Radiotherapy - Adjuvant Versus Early Salvage (RAVES)

This study is currently recruiting participants. (see Contacts and Locations)
Verified August 2015 by Trans-Tasman Radiation Oncology Group (TROG)
Sponsor:
Collaborators:
Urological Society of Australia and New Zealand (USANZ)
Australian & New Zealand Urogenital and Prostate Cancer Trials Group (ANZUP)
Information provided by (Responsible Party):
Trans-Tasman Radiation Oncology Group (TROG)
ClinicalTrials.gov Identifier:
NCT00860652
First received: March 10, 2009
Last updated: August 12, 2015
Last verified: August 2015
  Purpose

Radical prostatectomy (RP) is the most common curative approach offered to men with newly diagnosed prostate cancer. Unfortunately, up to half of these patients will have factors placing them at high risk of their cancer recurring. Having radiotherapy after RP is known to improve cure rates, but what is not known is whether it should be given straight after the operation or only when there is a rising PSA after surgery indicating active cancer. Immediate RT may not benefit all men, and can cause serious side effects such as bladder and bowel problems and impotence. International lack of consensus on the optimal timing of RT has resulted in varied clinical practice. This phase 3 trial will compare the two approaches.

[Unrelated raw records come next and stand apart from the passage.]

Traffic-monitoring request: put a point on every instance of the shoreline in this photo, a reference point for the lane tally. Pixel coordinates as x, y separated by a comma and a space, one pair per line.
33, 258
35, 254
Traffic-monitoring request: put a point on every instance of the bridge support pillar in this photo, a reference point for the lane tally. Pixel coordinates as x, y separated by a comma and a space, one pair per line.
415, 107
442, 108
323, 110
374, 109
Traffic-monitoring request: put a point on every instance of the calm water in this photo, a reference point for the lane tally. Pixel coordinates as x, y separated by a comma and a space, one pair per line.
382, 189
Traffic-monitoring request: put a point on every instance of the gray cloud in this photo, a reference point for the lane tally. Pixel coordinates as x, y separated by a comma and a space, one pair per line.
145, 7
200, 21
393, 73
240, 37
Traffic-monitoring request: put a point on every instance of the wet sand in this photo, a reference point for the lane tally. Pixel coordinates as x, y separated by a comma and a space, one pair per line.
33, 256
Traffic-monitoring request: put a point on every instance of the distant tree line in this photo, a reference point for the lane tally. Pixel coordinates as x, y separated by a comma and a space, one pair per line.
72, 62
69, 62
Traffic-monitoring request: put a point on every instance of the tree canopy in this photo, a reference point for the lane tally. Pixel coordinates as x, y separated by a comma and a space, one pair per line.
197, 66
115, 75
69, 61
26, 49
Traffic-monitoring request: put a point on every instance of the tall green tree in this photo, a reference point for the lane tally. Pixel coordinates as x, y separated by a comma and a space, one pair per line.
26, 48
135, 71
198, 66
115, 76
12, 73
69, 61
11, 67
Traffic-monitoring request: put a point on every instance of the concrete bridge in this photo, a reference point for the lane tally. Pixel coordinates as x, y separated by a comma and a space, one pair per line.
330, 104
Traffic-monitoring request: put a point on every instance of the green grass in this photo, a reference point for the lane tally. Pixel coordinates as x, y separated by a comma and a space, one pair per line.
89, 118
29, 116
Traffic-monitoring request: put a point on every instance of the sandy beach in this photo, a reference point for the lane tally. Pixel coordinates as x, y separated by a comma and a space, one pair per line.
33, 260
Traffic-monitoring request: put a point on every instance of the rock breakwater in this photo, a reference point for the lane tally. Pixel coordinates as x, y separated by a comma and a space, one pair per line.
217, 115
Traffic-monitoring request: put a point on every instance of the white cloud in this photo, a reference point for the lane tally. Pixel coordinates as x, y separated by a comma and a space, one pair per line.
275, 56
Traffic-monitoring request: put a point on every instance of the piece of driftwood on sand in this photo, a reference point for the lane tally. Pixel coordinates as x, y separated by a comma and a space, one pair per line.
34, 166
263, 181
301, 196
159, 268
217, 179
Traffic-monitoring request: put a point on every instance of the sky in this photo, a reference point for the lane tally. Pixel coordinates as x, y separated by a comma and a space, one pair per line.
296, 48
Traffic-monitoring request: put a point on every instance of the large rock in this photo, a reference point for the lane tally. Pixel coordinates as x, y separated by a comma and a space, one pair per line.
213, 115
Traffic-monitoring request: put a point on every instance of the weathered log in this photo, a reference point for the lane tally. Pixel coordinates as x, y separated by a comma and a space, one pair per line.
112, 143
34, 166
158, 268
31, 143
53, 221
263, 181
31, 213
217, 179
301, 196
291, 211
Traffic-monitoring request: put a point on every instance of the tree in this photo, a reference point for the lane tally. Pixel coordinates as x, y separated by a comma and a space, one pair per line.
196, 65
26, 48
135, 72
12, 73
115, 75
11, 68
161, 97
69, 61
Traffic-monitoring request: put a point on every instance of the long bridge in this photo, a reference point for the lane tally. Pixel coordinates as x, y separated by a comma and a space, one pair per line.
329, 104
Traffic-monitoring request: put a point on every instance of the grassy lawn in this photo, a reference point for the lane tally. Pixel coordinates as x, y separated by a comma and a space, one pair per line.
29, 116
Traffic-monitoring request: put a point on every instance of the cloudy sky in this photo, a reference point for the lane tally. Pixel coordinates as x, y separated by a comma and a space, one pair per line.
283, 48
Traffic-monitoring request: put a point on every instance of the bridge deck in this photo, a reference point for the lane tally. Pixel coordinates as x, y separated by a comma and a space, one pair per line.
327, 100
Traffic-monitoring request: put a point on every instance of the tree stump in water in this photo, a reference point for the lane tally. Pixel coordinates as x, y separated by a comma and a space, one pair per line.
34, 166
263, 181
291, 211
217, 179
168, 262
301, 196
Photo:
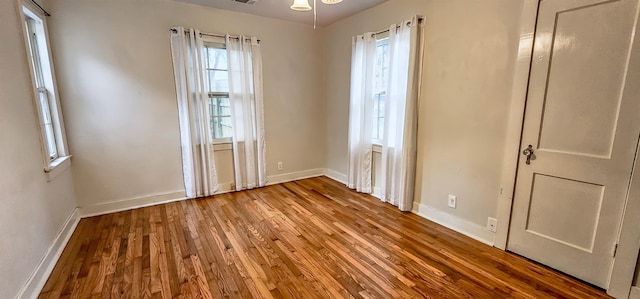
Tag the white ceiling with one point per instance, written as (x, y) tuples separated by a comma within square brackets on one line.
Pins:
[(279, 9)]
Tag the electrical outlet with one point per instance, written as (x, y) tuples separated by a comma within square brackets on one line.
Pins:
[(492, 223), (452, 201)]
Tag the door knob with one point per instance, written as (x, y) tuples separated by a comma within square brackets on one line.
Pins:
[(528, 152)]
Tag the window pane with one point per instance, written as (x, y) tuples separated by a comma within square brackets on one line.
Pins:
[(47, 125), (220, 112), (218, 81), (378, 114), (217, 58)]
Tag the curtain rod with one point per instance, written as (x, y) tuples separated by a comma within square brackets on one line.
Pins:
[(212, 34), (41, 9), (420, 19)]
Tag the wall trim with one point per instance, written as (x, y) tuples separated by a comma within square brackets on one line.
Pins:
[(162, 198), (293, 176), (635, 293), (455, 223), (133, 203), (33, 286), (335, 175)]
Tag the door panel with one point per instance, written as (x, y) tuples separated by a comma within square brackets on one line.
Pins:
[(583, 125)]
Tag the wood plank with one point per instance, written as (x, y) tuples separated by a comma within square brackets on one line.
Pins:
[(312, 238)]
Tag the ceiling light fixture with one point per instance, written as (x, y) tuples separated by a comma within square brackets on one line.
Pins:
[(303, 5)]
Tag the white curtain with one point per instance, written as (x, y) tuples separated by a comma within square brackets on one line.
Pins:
[(199, 170), (245, 94), (401, 116), (361, 112)]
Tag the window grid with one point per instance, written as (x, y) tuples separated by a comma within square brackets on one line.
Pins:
[(218, 85), (43, 94), (380, 87)]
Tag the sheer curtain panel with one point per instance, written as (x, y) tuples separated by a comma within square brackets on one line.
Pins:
[(198, 167), (245, 95), (361, 112), (399, 145)]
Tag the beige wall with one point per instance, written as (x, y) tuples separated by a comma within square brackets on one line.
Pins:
[(468, 69), (32, 211), (116, 83)]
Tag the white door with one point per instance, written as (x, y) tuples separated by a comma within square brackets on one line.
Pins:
[(582, 120)]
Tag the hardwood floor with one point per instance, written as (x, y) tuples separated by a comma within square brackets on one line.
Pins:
[(307, 239)]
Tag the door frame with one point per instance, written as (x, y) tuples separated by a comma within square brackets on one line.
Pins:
[(624, 263)]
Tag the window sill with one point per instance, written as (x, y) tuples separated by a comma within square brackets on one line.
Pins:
[(57, 167), (222, 146)]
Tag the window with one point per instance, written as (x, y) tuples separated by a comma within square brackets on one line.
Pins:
[(218, 86), (44, 87), (380, 87)]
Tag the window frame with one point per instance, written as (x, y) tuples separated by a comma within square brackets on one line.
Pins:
[(218, 43), (380, 41), (44, 80)]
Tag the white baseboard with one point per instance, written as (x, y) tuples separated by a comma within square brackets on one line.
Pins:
[(458, 224), (377, 192), (128, 204), (40, 274), (340, 177), (293, 176), (151, 200)]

Condition Intervention Phase
Prostate Cancer
Radiation: Adjuvant Radiotherapy
Radiation: Early Salvage Radiotherapy
Phase 3

Study Type: Interventional
Study Design: Allocation: Randomized
Endpoint Classification: Safety/Efficacy Study
Intervention Model: Parallel Assignment
Masking: Open Label
Primary Purpose: Treatment
Official Title: Radiotherapy - Adjuvant Versus Early Salvage. A Phase III Multi-centre Randomised Trial Comparing Adjuvant Radiotherapy (RT) With Early Salvage RT in Patients With Positive Margins or Extraprostatic Disease Following Radical Prostatectomy.

Resource links provided by NLM:


Further study details as provided by Trans-Tasman Radiation Oncology Group (TROG):

Primary Outcome Measures:
  • Biochemical failure: PSA ≥ 0.4 ng/ml and rising following RT [ Time Frame: After 160 events have been observed, expected to be 5 years after recruitment closes ] [ Designated as safety issue: No ]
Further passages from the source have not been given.